LLMs also excel in content generation, automating content creation for blog articles, marketing or sales materials and other writing tasks. In research and academia, they aid in summarizing and extracting information from vast datasets, accelerating knowledge discovery. LLMs also play a vital role in language translation, breaking down language barriers by providing accurate and contextually relevant translations. They can even be used to write code, or “translate” between programming languages.

Moreover, they contribute to accessibility by assisting individuals with disabilities, including text-to-speech applications and generating content in accessible formats. From healthcare to finance, LLMs are transforming industries by streamlining processes, improving customer experiences and enabling more efficient and data-driven decision making.

Most excitingly, all of these capabilities are easy to access, in some cases literally an API integration away.
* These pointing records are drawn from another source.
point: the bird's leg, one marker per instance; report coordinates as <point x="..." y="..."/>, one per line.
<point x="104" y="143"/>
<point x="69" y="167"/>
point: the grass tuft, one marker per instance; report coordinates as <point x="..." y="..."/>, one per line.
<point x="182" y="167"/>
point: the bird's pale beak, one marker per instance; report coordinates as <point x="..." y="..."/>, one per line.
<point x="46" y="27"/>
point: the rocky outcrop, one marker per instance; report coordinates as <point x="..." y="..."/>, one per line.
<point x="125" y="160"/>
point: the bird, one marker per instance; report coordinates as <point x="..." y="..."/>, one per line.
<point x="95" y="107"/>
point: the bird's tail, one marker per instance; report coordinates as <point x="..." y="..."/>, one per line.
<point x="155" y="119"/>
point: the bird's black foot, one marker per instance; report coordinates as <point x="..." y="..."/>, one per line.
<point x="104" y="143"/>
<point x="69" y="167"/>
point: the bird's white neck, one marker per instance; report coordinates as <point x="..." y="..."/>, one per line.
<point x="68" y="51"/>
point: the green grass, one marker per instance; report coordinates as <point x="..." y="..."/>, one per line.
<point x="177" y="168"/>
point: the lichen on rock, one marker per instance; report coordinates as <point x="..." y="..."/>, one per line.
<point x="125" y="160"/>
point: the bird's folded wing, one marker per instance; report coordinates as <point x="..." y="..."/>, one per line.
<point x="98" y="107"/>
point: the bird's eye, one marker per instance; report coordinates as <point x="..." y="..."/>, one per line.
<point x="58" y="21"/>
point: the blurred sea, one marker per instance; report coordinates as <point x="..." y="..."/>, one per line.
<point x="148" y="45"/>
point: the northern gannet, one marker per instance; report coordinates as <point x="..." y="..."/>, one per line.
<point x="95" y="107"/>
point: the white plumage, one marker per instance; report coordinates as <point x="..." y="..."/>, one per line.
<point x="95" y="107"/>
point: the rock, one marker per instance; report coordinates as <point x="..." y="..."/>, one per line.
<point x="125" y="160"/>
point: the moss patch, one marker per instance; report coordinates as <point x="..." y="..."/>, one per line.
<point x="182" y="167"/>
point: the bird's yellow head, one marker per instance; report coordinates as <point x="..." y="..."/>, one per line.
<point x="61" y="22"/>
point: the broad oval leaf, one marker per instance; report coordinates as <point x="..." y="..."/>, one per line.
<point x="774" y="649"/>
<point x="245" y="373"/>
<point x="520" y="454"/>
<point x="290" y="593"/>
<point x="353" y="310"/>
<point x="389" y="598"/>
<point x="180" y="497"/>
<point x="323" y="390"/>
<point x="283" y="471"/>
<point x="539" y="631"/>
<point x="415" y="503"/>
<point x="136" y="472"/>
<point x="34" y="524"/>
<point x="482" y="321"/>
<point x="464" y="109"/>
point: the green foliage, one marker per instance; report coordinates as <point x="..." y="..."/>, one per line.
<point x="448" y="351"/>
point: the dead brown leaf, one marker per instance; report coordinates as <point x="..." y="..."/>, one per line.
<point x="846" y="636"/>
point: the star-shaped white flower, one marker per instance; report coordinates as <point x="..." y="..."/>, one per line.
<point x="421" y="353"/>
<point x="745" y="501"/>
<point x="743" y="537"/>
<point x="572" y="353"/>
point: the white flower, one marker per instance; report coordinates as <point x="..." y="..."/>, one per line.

Here is a list of some of the most important areas where LLMs benefit organizations:

Text generation: language generation abilities, such as writing emails, blog posts or other mid-to-long form content in response to prompts that can be refined and polished. An excellent example is retrieval-augmented generation (RAG).

Content summarization: summarize long articles, news stories, research reports, corporate documentation and even customer history into thorough texts tailored in length to the output format.

AI assistants: chatbots that answer customer queries, perform backend tasks and provide detailed information in natural language as a part of an integrated, self-serve customer care solution.

Code generation: assists developers in building applications, finding errors in code and uncovering security issues in multiple programming languages, even “translating” between them.

Sentiment analysis: analyze text to determine the customer’s tone in order understand customer feedback at scale and aid in brand reputation management.

Language translation: provides wider coverage to organizations across languages and geographies with fluent translations and multilingual capabilities.

LLMs stand to impact every industry, from finance to insurance, human resources to healthcare and beyond, by automating customer self-service, accelerating response times on an increasing number of tasks as well as providing greater accuracy, enhanced routing and intelligent context gathering.

Deep learning

Deep Learning is a machine learning technology using deep neural networks (DNN). A deep neural network is a multiple-layered neural network with more than three or more layers and trained on large amount of data. Deep learning used for GPT 3 and 4 or others in the same rank usually consists of some billions of parameters or neurons.

Artificial Neural Network

Artificial neural network, or neural network for simplicity is a mathematical model used for machine learning.